Store in a cool, dry spot with a temperature that is between 40 and 50 degrees F. A cool basement or fruit cellar is ideal. A garage might be good if it is attached and you watch the temperature during the winter. If the temperature is too warm they will shrivel and wrinkle, and if it’s too cold, they will freeze. It’s always best to check them once a month through the winter months to make sure the temperatures are safe for them.

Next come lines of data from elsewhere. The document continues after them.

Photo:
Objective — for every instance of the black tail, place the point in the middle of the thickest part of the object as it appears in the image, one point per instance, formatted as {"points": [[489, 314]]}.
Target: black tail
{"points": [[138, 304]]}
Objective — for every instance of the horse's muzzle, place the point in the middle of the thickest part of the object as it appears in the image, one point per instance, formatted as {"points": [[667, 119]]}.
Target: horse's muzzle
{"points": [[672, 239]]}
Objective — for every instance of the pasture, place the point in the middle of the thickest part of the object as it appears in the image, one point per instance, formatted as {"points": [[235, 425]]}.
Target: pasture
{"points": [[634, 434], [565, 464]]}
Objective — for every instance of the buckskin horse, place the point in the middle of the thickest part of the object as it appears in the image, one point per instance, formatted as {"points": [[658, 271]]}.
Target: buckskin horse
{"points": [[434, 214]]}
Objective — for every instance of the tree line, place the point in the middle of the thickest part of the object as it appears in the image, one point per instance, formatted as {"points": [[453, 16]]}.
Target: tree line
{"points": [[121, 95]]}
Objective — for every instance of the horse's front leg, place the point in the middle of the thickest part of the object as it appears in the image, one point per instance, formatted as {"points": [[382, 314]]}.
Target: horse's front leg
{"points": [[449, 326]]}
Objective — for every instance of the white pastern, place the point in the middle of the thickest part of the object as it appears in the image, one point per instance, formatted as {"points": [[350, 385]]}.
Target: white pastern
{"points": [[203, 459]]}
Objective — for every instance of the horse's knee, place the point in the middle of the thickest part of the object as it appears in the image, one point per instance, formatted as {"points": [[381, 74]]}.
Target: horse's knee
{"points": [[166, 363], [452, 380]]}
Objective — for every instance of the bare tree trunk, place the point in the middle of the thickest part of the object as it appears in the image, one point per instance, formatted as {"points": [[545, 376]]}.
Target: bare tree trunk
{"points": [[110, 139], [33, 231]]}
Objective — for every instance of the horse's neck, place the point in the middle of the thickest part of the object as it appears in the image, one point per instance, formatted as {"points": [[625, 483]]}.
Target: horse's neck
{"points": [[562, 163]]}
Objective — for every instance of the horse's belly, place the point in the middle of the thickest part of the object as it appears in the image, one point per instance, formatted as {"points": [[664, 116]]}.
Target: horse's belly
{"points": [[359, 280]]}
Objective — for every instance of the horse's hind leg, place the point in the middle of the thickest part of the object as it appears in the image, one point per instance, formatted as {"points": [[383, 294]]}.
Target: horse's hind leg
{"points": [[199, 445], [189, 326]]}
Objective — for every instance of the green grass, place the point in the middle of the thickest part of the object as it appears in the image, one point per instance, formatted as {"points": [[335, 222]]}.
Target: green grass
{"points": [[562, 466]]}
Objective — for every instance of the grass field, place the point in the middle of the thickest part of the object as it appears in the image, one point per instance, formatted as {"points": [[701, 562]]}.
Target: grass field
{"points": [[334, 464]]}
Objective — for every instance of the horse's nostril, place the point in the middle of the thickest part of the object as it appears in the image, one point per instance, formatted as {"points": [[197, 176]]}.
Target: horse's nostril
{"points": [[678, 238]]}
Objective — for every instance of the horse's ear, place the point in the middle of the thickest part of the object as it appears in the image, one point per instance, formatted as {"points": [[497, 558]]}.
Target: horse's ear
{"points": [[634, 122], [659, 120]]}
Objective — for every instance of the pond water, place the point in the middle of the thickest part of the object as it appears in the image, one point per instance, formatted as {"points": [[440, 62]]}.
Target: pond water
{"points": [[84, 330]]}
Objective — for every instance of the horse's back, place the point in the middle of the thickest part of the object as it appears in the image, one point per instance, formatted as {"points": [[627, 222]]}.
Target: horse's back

Gladiolus ‘White Goddess’, a large-flowering white heirloom variety in Hill-Stead’s Sunken Garden.


Digging the Gladioli

About four to six weeks after the last bloom or once the leaves turn yellow dig the gladioli from the ground. You’ll see lots of tiny cormlets, which can be removed from the corm, saved and planted next spring. Cut the stalk to about one-half inch. Wash the corms, and lay out to dry for two to three weeks to be sure there is no moisture that might cause disease. Leave the husk on to help retain moisture.

Storing the Corms

Once the corms are dry, store in a mesh bag, nylon stocking or basket. It’s recommended to spray corms with an all-purpose fungicide before being stored. Store the basket or hang the bag in a cool, well-ventilated location for winter, at a temperature of 35 to 45 degrees.